BEAUMONT, Texas — GoDaddy.com averted a legal scuffle today after a Texas appeals court ruled that a group of revenge porn victims could not sue the web host because it is not a content provider.
Hollie Toups and 16 other women had filed a breach of privacy, intentional infliction of emotional distress and negligence suit last year against Texxxan.com and GoDaddy in Orange County District Court.
The plaintiffs acknowledged that GoDaddy did not have a hand in creating the offensive material, but they claimed that it knew of the content, refused to take it down and profited from it.
While the trial court refused to dismiss the claims against GoDaddy, a three-judge panel with the 9th District Court of Appeals in Beaumont reversed the decision today.

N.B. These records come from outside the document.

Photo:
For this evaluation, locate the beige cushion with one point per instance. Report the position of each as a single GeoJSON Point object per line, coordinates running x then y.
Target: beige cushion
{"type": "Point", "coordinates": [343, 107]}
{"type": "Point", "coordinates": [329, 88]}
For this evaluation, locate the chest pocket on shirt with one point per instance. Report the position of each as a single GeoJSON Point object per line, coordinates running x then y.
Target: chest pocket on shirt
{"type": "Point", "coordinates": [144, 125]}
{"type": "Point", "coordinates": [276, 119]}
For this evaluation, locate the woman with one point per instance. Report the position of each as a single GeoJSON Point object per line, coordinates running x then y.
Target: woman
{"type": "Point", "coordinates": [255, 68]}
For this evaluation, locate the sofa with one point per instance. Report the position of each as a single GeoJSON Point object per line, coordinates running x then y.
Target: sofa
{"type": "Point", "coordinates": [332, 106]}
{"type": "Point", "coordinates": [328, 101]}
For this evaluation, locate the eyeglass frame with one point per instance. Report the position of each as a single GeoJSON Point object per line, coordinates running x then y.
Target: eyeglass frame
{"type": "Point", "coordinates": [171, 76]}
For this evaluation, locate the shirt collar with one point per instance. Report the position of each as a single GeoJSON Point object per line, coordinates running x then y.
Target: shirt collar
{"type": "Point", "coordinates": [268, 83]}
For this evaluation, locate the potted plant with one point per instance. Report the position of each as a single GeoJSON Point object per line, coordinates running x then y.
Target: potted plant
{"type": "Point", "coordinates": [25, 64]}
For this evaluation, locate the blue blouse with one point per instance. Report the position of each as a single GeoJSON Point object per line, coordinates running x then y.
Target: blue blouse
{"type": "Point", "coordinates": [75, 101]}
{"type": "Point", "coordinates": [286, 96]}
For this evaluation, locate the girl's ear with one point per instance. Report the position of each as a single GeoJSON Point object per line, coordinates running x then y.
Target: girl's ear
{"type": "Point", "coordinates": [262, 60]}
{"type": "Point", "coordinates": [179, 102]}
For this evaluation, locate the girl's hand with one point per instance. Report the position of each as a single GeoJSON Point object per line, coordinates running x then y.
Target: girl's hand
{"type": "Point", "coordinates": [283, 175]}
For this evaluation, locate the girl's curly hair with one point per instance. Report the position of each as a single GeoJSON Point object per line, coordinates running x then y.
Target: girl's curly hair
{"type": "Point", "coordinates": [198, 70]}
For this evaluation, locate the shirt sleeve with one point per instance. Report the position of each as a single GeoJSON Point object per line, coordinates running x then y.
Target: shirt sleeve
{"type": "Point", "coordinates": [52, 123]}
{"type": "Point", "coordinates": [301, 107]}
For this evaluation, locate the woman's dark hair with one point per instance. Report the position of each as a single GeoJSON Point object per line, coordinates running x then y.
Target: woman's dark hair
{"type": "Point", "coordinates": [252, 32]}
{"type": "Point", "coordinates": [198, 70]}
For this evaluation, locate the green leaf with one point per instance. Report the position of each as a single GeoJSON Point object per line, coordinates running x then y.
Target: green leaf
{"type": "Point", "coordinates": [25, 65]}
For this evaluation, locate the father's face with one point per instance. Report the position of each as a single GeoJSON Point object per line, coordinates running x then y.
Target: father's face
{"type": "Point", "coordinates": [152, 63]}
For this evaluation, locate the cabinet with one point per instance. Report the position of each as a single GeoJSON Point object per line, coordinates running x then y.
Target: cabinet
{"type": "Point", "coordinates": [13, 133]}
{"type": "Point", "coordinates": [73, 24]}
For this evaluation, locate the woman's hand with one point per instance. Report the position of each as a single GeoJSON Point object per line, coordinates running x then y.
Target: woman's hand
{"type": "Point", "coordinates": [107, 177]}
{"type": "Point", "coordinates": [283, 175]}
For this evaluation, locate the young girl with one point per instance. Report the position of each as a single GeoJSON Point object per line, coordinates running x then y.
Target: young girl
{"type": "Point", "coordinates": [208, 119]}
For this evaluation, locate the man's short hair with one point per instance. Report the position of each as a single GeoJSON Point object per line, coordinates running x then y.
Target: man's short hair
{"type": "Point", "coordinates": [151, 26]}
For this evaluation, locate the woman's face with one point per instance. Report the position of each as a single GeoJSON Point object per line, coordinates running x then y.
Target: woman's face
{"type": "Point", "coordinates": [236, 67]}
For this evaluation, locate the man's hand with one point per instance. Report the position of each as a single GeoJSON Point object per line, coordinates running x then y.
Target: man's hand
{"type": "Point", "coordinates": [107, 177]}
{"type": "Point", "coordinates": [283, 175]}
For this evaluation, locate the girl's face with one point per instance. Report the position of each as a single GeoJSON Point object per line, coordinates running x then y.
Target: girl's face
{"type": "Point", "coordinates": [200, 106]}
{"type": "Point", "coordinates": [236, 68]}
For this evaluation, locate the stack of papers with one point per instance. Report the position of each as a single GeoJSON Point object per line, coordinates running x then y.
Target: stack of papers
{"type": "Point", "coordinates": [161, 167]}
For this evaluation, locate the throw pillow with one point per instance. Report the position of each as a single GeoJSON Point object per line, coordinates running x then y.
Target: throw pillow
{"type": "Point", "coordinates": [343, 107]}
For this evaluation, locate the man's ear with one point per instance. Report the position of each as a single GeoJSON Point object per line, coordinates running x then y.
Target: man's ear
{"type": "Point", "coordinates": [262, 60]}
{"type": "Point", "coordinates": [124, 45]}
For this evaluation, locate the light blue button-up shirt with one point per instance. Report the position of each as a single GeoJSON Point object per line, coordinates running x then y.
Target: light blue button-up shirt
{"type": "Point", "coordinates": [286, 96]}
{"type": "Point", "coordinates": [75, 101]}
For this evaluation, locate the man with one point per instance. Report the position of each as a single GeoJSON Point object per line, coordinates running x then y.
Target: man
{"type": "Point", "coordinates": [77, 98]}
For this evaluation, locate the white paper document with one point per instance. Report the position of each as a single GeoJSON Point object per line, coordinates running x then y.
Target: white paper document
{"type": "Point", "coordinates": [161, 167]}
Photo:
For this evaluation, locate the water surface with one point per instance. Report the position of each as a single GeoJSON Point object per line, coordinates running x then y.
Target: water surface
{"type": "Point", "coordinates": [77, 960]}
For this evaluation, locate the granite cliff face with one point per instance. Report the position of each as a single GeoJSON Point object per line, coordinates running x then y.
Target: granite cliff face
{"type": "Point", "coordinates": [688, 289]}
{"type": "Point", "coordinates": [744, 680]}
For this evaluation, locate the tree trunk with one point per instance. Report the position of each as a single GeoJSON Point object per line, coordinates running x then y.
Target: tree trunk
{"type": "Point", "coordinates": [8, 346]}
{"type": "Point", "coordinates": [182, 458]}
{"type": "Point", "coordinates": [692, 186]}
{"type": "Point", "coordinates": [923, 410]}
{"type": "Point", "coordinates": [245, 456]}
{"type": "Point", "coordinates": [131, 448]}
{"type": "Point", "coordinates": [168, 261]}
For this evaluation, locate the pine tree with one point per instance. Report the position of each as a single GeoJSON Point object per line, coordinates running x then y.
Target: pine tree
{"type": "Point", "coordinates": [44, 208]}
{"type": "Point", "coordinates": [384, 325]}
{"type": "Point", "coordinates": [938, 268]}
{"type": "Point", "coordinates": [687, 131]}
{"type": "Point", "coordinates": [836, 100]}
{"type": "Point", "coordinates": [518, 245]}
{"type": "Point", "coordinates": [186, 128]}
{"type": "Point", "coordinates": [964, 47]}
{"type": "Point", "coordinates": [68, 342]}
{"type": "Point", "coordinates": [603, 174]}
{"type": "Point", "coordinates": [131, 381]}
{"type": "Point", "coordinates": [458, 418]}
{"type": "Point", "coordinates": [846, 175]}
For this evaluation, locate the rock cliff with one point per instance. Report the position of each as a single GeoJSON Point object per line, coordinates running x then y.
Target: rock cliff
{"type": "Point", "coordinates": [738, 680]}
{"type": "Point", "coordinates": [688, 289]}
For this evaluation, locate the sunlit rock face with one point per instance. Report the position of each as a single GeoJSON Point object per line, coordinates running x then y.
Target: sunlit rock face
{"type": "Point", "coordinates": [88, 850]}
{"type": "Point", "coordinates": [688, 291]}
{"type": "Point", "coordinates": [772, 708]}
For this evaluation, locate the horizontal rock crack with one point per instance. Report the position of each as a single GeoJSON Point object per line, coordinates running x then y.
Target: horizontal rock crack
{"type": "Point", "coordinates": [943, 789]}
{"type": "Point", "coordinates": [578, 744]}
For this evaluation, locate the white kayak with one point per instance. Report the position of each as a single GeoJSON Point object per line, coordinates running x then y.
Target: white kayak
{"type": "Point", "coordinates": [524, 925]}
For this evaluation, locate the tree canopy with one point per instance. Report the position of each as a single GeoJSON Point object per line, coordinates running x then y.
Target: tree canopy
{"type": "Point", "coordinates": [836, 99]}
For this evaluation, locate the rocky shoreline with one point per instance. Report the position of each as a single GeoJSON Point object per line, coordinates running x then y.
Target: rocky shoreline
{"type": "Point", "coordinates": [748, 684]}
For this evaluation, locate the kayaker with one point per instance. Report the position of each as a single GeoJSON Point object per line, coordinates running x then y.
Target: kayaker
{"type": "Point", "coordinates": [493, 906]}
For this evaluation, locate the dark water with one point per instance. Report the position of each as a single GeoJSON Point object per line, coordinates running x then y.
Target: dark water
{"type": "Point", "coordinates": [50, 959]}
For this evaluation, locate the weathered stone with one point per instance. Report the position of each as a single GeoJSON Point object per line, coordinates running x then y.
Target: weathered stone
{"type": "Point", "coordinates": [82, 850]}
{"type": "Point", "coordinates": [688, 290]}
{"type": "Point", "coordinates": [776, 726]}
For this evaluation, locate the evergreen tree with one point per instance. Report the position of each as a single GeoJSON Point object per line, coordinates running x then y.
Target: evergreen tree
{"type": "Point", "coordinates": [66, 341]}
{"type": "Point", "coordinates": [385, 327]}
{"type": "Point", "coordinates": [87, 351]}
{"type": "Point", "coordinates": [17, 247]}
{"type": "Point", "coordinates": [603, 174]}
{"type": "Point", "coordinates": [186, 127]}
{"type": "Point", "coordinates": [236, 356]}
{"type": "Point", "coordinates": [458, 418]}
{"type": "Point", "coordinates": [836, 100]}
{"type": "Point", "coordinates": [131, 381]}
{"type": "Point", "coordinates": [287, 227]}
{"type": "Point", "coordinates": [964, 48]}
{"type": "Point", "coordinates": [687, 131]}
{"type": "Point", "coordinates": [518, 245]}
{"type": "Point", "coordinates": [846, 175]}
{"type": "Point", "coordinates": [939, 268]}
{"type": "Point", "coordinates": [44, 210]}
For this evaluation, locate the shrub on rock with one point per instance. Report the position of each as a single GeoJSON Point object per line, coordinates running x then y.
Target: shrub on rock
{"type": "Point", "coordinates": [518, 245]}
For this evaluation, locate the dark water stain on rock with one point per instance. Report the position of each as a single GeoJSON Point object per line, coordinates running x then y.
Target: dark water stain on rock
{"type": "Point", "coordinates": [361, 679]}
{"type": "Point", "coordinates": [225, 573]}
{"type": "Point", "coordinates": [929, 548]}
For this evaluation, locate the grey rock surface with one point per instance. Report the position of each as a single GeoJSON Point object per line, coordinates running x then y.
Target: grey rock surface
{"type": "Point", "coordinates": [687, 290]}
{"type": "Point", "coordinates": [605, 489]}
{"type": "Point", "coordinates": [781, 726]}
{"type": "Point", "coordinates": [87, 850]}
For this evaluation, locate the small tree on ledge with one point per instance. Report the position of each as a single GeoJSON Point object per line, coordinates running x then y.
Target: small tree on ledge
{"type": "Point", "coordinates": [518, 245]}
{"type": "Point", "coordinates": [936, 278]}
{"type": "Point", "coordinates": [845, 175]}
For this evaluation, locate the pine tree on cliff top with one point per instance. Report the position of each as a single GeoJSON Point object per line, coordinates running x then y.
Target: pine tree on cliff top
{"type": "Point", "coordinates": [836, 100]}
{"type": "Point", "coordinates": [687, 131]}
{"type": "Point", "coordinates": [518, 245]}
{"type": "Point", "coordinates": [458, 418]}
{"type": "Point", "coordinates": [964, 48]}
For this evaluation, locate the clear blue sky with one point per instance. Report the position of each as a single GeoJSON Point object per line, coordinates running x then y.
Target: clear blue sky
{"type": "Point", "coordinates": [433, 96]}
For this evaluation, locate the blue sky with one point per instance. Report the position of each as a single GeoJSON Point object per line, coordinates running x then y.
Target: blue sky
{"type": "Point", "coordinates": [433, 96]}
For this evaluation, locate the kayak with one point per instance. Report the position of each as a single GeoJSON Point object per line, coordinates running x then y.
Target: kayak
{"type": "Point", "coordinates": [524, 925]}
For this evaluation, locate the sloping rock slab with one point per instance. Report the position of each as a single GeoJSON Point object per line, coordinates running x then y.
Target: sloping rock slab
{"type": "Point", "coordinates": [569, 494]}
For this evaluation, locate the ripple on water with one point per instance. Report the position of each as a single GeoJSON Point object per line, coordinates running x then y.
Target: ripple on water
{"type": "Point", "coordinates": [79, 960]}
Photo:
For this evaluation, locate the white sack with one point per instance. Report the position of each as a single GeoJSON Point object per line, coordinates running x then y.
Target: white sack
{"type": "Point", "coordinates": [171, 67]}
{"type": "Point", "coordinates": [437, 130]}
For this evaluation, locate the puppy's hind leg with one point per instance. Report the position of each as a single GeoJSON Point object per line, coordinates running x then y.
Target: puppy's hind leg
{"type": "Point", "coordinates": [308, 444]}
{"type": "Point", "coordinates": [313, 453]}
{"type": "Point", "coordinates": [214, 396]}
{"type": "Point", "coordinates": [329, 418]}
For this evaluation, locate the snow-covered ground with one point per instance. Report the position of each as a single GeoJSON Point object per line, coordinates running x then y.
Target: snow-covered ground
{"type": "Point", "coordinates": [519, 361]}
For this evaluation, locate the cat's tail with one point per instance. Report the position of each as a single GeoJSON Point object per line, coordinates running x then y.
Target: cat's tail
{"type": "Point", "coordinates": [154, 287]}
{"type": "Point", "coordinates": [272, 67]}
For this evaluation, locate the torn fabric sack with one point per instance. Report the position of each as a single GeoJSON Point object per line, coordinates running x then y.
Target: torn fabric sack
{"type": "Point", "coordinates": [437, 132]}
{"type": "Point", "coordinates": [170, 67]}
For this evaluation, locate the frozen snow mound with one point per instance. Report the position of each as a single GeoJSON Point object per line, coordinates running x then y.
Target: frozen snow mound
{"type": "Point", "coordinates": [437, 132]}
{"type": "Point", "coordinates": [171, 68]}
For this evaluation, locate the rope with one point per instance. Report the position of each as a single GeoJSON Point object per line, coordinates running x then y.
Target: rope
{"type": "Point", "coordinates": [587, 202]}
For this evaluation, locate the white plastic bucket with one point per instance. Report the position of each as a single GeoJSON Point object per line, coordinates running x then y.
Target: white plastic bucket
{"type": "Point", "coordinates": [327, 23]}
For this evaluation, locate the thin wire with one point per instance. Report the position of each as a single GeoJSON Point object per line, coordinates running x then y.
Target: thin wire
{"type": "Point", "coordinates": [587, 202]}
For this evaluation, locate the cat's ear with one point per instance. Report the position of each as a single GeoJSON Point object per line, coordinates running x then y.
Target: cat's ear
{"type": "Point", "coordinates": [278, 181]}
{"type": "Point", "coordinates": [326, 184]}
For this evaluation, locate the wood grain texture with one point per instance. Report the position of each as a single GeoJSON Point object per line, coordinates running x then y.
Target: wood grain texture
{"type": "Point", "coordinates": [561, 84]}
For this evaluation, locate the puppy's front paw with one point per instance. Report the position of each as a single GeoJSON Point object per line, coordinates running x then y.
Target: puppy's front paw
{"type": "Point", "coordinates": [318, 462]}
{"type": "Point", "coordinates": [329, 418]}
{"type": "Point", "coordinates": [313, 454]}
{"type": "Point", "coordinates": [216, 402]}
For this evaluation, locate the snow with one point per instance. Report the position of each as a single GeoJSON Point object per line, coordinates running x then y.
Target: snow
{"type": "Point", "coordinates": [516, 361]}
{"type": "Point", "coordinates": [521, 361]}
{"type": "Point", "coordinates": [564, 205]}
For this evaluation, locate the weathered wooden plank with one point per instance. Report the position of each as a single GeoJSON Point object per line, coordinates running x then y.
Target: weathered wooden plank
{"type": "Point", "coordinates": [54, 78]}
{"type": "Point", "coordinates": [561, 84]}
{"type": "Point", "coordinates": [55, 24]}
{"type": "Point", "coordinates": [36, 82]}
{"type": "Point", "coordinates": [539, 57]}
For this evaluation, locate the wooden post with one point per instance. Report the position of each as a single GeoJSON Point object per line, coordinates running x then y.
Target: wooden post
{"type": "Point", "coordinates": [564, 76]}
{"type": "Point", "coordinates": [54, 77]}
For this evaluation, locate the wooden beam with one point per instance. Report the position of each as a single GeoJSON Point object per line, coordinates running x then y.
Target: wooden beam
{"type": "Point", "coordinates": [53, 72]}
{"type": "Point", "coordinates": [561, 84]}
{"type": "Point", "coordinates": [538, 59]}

"Allowing plaintiffs' to assert any cause of action against GoDaddy for publishing content created by a third party, or for refusing to remove content created by a third party would be squarely inconsistent with section 230" of the federal Communications Decency Act, Justice Charles Kreger wrote for the court. "Because GoDaddy acted only as an interactive computer service provider and was not an information content provider with regard to the material published on the websites, plaintiffs cannot maintain claims against GoDaddy that treat it as a publisher of that material."
Kreger added that the Communications Decency Act (CDA) grants immunity even in cases involving illegal and obscene material and that limiting its application to suits involving constitutionally protected material would “undermine its purpose.”
Toups’ request for another appeal was rejected.